Nous ignorons les raisons qui le conduisirent à changer de camp. Au cours de l'hiver 53, les druides et les principaux chefs des peuples de la Gaule, réunis dans la forêt des Carnutes, appellent à l'insurrection contre le "grand-frère" romain qui a tendance à se comporter de plus en plus comme un occupant, s'incrustant de gré ou de force chez ses alliés, vivant à leurs crochets et se mêlant de leurs affaires intérieures et religieuses. Vercingétorix est choisi pour prendre la tête des insurgés et il est dans un premier temps chassé de Gergovie par son oncle Gobanitios, chef du parti pro-romain, qui n'a pas hésité à faire condamner à mort son propre frère, Celtillos, comme il a été dit précédemment. Très vite, Vercingétorix voit grandir le nombre de ses partisans et des milliers de combattants, venus de toute la Gaule le rejoignent. De retour à Gergovie il chasse Gobanitios et ceux qui le soutiennent et est proclamé roi des Arvernes.
La rupture avec Rome est définitive et la guerre inévitable.

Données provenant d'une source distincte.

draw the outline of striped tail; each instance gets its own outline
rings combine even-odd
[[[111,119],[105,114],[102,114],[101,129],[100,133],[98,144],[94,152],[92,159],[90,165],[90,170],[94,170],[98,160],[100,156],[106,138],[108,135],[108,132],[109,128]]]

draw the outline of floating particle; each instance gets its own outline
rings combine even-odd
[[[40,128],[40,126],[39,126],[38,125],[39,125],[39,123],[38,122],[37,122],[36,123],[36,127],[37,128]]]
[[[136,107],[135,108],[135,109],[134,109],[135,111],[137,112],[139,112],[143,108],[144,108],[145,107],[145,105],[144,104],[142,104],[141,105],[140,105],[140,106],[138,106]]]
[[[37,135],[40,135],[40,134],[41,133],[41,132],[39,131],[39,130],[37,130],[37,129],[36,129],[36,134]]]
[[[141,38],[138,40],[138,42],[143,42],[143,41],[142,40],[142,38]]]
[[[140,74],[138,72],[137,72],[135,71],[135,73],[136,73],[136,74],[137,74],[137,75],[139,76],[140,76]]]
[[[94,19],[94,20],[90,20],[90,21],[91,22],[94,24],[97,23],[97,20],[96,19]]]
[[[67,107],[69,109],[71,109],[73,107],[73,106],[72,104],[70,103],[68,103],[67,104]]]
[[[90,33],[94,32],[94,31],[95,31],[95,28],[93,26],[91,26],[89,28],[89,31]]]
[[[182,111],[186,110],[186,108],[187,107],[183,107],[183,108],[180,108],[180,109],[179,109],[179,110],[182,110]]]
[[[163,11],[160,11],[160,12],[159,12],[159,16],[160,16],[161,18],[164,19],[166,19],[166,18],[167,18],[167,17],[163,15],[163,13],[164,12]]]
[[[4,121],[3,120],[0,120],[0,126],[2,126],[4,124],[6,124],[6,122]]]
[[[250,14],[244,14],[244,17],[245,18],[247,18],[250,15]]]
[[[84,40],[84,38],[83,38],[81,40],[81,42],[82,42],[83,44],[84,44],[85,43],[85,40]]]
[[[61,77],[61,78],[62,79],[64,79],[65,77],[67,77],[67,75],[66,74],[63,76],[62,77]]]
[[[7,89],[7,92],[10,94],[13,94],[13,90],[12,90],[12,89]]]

Le déroulement des évènements jusqu'à la défaite d'Alésia est décrit en détail sur la page consacrée à la Guerre des Gaules.
Les représentations anciennes de Vercingétorix
Deux peintres du 19e ont représenté Vercingétorix au moment de sa reddition à Alésia : Henri-Paul Motte et Lionel Royer. Ces deux toiles, abondamment reproduites dans les manuels scolaires, ont profondément imprégné la mémoire de plusieurs générations d’écoliers français, imposant une image du vaincu d’Alésia bourrée d’anachronismes et d’erreurs et cependant bien installée dans les esprits.

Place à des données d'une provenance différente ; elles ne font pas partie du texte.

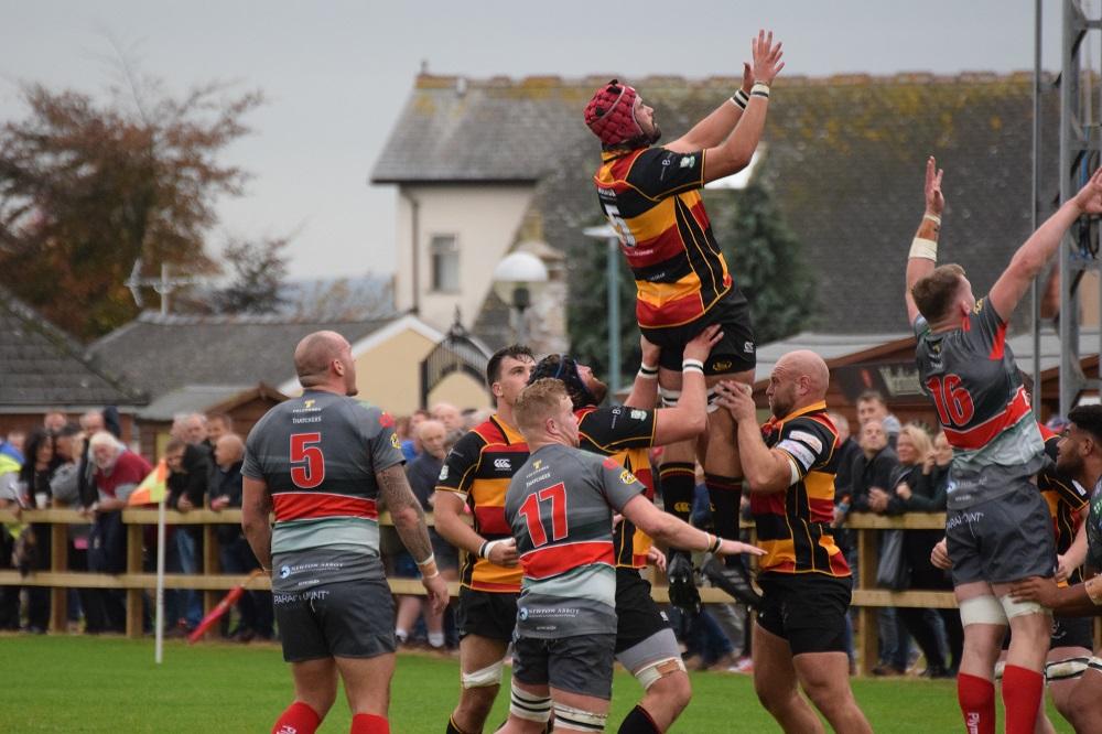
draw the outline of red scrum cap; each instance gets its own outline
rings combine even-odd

Vercingétorix se rendant au camp de César
Vercingétorix devant César
Lionel Royer
D’autres représentations comme la statue d’Aimé Millet érigée sous le règne de Napoléon III à Alésia ou celle réalisée par François-Auguste Bartholdi qui se dresse Place de Jaude à Clermont-Ferrand sont tout autant inexactes et fantaisistes. Elles continuent malgré tout à être présentées dans les manuels d’histoire ou dans les médias comme des portraits fiables de Vercingétorix.

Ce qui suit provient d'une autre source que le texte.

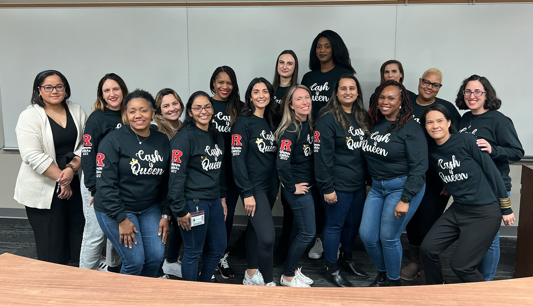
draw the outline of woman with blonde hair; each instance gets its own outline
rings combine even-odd
[[[313,161],[312,94],[303,85],[289,88],[281,101],[281,121],[274,134],[279,150],[276,159],[281,194],[292,210],[294,226],[289,238],[282,286],[309,287],[313,280],[297,269],[298,261],[314,237],[314,203],[319,199]]]

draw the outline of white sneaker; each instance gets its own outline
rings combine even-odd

Statue d'Aimé Millet à Alésia
Statue équestre de François-Auguste Bartholdi
place de Jaude à Clermont-Ferran
Les seules représentations d’époque sont celles qui figurent sur les rares monnaies arvernes frappées à son nom qui nous sont parvenues. On peut constater que les quatre visages sont différents et ce visage glabre, à la chevelure bouclée, ou coiffée d’un casque pour une des pièces ne cherche pas à être un portrait fidèle de Vercingétorix.
Les peintres et les sculpteurs du 19e siècle ont utilisé les documents scientifiques de l’époque et les anachronismes de leurs représentations sont dûs aux lacunes typologiques de l’archéologie naissante qui était alors plus le fait d’antiquaires et d’amateurs d’objets anciens que de scientifiques rigoureux. Ils ont fait de leur mieux en se référant aux connaissance scientifiques accessibles alors. Leurs erreurs sont involontaires et viennent d’une documentation incomplète et fragmentaire par rapport à celle qui est la nôtre. Les armes, les bijoux, les objets figurant dans leurs oeuvres sont parfaitement authentiques et fidèlement reproduits mais ne correspondent pas à la période historique choisie.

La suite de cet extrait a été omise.